La pregunta no es si debe haber consecuencias. Debe haberlas. La pregunta es qué tipo de consecuencias y con qué horizonte.

Responsabilidad no es exclusión

Hay una diferencia importante entre responsabilizar y excluir. Responsabilizar implica asumir el daño causado, reconocerlo, repararlo en la medida de lo posible y cambiar. Excluir, en cambio, suele cerrar el proceso con una etiqueta que puede pesar años: “esto es lo que eres ahora, y lo que serás cuando te gradúes”.

Si como sociedad afirmamos que creemos en la educación, en la maduración y en la capacidad de cambio, necesitamos sistemas que lo permitan. Sistemas que no borren el pasado, pero que tampoco lo conviertan en una losa imposible de levantar.

Porque si no hay posibilidad de reparación, ¿qué incentivo real hay para cambiar?

¿Y la reparación? La gran ausente

En muchos de estos debates se habla poco de reparación, y es una lástima. No es lo mismo un adolescente que niega, minimiza o justifica el daño, que otro que ha pasado por un proceso serio de reflexión, que ha reconocido lo ocurrido y ha trabajado para no repetirlo.

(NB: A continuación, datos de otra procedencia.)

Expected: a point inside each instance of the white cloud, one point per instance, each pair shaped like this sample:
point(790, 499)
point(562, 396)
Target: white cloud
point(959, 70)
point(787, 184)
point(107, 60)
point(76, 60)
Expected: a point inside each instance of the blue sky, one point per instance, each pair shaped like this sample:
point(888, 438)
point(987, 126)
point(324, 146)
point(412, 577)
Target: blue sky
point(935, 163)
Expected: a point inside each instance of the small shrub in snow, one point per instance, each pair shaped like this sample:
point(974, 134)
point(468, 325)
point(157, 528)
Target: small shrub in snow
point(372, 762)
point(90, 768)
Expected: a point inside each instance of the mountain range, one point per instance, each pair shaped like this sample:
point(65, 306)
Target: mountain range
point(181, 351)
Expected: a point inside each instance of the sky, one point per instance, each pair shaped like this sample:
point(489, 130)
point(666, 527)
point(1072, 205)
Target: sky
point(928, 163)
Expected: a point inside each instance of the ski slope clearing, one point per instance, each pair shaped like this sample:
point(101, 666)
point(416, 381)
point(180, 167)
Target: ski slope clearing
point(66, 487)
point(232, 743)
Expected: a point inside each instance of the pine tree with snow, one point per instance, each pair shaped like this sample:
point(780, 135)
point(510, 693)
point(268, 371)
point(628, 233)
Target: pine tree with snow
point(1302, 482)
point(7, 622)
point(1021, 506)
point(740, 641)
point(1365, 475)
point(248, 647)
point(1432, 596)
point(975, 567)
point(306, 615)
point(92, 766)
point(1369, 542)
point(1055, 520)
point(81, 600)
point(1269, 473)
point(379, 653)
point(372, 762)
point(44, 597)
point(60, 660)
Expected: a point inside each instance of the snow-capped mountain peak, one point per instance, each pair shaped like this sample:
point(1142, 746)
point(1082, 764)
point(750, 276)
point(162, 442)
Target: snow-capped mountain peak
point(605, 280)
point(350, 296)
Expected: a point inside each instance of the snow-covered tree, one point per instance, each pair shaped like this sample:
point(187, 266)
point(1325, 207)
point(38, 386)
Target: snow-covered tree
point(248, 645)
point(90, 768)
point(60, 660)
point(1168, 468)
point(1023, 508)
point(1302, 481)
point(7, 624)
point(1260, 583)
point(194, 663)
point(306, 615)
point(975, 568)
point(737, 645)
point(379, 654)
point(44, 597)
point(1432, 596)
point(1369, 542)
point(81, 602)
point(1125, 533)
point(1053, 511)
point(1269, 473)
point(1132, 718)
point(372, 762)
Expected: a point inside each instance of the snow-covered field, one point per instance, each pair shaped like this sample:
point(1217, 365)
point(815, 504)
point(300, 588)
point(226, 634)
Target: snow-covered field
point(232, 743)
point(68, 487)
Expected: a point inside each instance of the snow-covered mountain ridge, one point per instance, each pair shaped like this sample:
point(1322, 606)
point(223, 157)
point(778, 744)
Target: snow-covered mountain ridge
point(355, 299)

La educación debería preguntarse no solo "qué hiciste", sino también "qué hiciste después".

Si hubo acompañamiento. Si hubo aprendizaje. Si hubo cambio sostenido en el tiempo. Si alguien ayudó a la víctima del abuso. Y entre ellos, su abusador. Si alguien ayudó a su abusador, con las carencias que le hicieron comportarse así.

Castigar sin proceso educativo no transforma. Solo aparta.

Educar también es sostener la complejidad

Admito que este no es un tema cómodo. Y que no es tan simple como decir "blanco" o "negro". No admite respuestas simples. Hay muchos matices. Y hay muchos chicos y chicas, muchos casos, que creo que deben tratarse con muchísima delicadeza, en todos los sentidos.

Podemos —y debemos— condenar el acoso con firmeza, proteger a las víctimas y dejar claro que no todo vale. Y al mismo tiempo, debemos recordar que educar no es seleccionar a los que nunca se equivocaron, sino acompañar procesos de crecimiento.

La vida adulta está llena de errores. La diferencia la marca si alguien tuvo la oportunidad de aprender de ellos.

Quizá la pregunta final no sea si esos estudiantes merecen entrar o no en la universidad. Quizá la pregunta real sea si estamos construyendo sistemas educativos que enseñen a convivir mejor… o sistemas que solo saben excluir cuando algo falla.

Y esa pregunta, deberíamos ser capaces de reflexionarla, y responderla, todos: docentes y progenitores.